How you can improve your memory
We know that the process of remembering something makes use of multiple regions and systems in the brain, with different areas all working together to record new information and recall what we’ve already learned and stashed away into long-term memory storage.
But how can you increase the chances of getting important information into your long-term memory—and successfully recalling it later? Some strategies are relatively easy and have overall health benefits—get a good night’s sleep, eat a healthy diet and exercise regularly. But other methods might take a bit more effort.
How can I improve my memory?
Finding ways to make new information meaningful and personally relevant activates different neural circuitry when compared to more ‘shallow’ levels of processing. For instance, someone glancing briefly at this article on a screen might notice the font, the website layout, the colours, or other superficial features. However, someone who reads the article and recalls a story their mother recently told them about how easily she forgets things may be more likely to remember the content, as it has direct personal relevance.
It also helps to form multiple different ‘representations’ of a piece of information. For instance, you might remember a phone number in several different ways: how it looks when it’s written on some paper (visual), what it sounds like when spoken out loud (auditory), or even the movements your fingers make as they move across the buttons on a phone when dialing (spatial). Each of these are encoded differently, meaning there are multiple possible pathways for you to recall the same information.
It’s not all about encoding, though. Sleep (especially slow-wave sleep), during which memories are reactivated and rehearsed, appears to be crucial for the consolidation of memories—which is one reason why pulling an all-nighter to study for an exam the next day is not a wise strategy.
What about playing puzzles or brain games? If you’re hoping that solving word puzzles might help you to better remember where you keep leaving your car keys, you’re out of luck. Studies have shown that while you may improve your ability to solve word puzzles, those skills won’t necessarily transfer across to give other cognitive abilities a boost. There is some evidence that games focused on helping you to think faster may help prevent cognitive decline with age, but a lot of so-called ‘brain training’ games are simply fun ways to spend some time.
Memory ‘superpowers’?
What about individuals who seem to have superior memories, like so-called photographic memory or the ability to remember every single day of their lives? What’s special about their abilities—and can we find ways to supercharge our own memories?

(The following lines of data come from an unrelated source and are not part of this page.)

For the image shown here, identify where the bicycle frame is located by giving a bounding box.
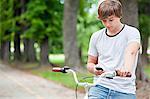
[52,66,131,99]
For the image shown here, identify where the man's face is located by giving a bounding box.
[101,15,120,30]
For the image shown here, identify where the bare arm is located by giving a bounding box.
[87,55,104,75]
[119,42,140,77]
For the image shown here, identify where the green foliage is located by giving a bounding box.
[22,0,63,53]
[0,0,14,41]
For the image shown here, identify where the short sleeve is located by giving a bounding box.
[88,33,98,56]
[128,28,142,53]
[128,28,141,44]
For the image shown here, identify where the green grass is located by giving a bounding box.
[144,64,150,78]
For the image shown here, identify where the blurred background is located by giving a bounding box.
[0,0,150,98]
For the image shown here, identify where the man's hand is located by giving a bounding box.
[94,68,104,76]
[117,70,132,77]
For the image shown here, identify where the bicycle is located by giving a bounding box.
[52,66,131,99]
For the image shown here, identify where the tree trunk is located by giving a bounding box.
[120,0,146,80]
[23,39,36,62]
[63,0,81,67]
[14,32,21,62]
[40,37,49,65]
[1,41,10,63]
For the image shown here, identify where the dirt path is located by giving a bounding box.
[0,64,84,99]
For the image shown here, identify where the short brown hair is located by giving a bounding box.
[98,0,122,20]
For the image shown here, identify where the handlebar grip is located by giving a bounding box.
[52,67,62,72]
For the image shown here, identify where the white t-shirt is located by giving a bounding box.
[88,25,140,94]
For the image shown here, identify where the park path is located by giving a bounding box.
[0,64,83,99]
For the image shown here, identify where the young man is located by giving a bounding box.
[87,0,140,99]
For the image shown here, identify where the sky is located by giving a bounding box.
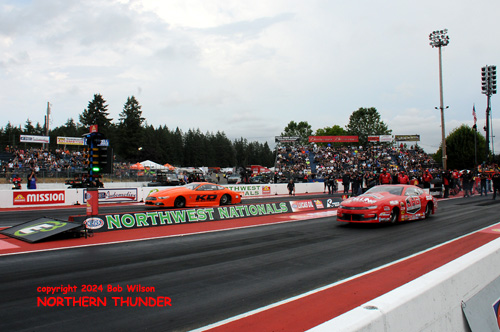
[0,0,500,153]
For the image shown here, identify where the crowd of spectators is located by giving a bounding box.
[276,143,495,197]
[0,144,494,200]
[276,144,438,183]
[1,145,84,175]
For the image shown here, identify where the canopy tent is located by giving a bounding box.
[163,163,175,171]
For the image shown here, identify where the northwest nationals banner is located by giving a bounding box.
[70,199,340,232]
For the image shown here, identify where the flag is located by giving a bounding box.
[472,104,477,126]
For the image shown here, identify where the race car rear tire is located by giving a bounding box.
[174,196,186,209]
[390,209,399,224]
[220,195,231,205]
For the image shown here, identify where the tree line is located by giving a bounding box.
[0,94,275,167]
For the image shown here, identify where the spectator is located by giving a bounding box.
[28,169,36,189]
[287,179,295,196]
[491,168,500,199]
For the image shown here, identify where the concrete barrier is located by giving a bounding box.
[309,239,500,332]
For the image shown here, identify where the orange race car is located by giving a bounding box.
[145,182,241,208]
[337,184,437,223]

In some cases, it may simply be practice: lots and lots of specific, focused practice. London taxi drivers must pass a gruelling test known as The Knowledge, memorising thousands of streets and places of interest around the city before they receive their licence to drive one of the famous black cabs. Studies have shown that successfully passing the test is associated with an increase in size of the posterior hippocampus, a region of the brain involved in spatial memory. And yes, there seems to be some cause-and-effect involved, with researchers examining the brain structures of study participants both prior to taking the test and after passing (or failing) it.
However, there are still individuals with memory abilities that are far more extraordinary than this. For example, individuals with highly superior autobiographical memory (HSAM) can remember details such as what they wore, what they did, who they were with, or other information for any given date of their lives.

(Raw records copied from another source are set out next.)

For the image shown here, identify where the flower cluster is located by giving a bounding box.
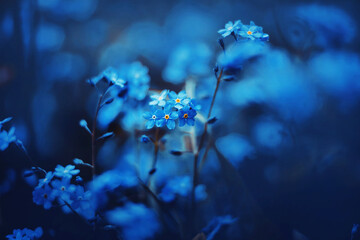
[218,20,269,41]
[6,227,43,240]
[143,90,197,129]
[33,165,94,219]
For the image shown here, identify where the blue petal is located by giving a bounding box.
[187,118,195,126]
[145,120,155,129]
[166,120,175,130]
[156,119,165,127]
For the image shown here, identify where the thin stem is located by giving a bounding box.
[191,69,223,233]
[147,127,160,186]
[91,94,104,178]
[16,140,47,175]
[192,69,223,199]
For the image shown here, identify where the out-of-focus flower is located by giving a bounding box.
[254,120,285,148]
[33,184,56,209]
[218,41,268,75]
[159,176,207,202]
[159,105,179,130]
[179,106,197,127]
[126,62,150,101]
[140,135,151,143]
[162,42,212,84]
[54,164,80,178]
[169,91,191,109]
[238,21,269,41]
[38,172,54,188]
[0,117,16,151]
[6,227,43,240]
[106,202,160,240]
[143,107,165,129]
[0,127,16,151]
[218,20,243,37]
[51,177,70,203]
[149,89,169,107]
[216,133,254,167]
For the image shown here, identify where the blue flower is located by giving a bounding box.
[149,89,169,107]
[218,20,242,37]
[69,185,95,219]
[159,176,207,202]
[140,135,151,143]
[0,125,16,151]
[169,91,191,109]
[238,21,269,41]
[143,107,165,129]
[6,227,43,240]
[51,177,70,203]
[54,164,80,178]
[179,106,197,127]
[159,105,179,130]
[103,67,126,88]
[106,202,160,240]
[33,185,55,209]
[37,172,54,188]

But there’s a downside to having such impressive memory abilities: they also remember in vivid detail every breakup, painful loss and bad event they’ve experienced as though it were only yesterday. Those with HSAM have superior consolidation (‘filing away’) and recall of memories, traits that may be linked to obsessive tendencies towards habitually dwelling on past experiences. While they could help provide some insights into how to prevent memory loss, it’s clear that having such a ‘super-memory’ is not necessarily a good thing.
And what about eidetic (sometimes called ‘photographic’) memory—the ability to recall images in great detail after seeing them for just a few seconds? While case studies of adults claiming to have these abilities have been reported, there are serious scientific doubts about whether these reports are true. A small percentage of young children seem to have greater capacity for eidetic imagery compared to adults, but good-quality scientific evidence of the phenomenon is lacking.
Our memories are a fascinating and remarkable thing, on the one hand enabling us to recall vast amounts of stored information, facts and statistics and, on the other, sometimes letting us down completely as we walk from one room to another and then forget why we’re there. But whether you’re a whiz at pub trivia nights or someone who can never remember their password, it’s clear that our memories help us make sense of the world around us—and they make us who we are.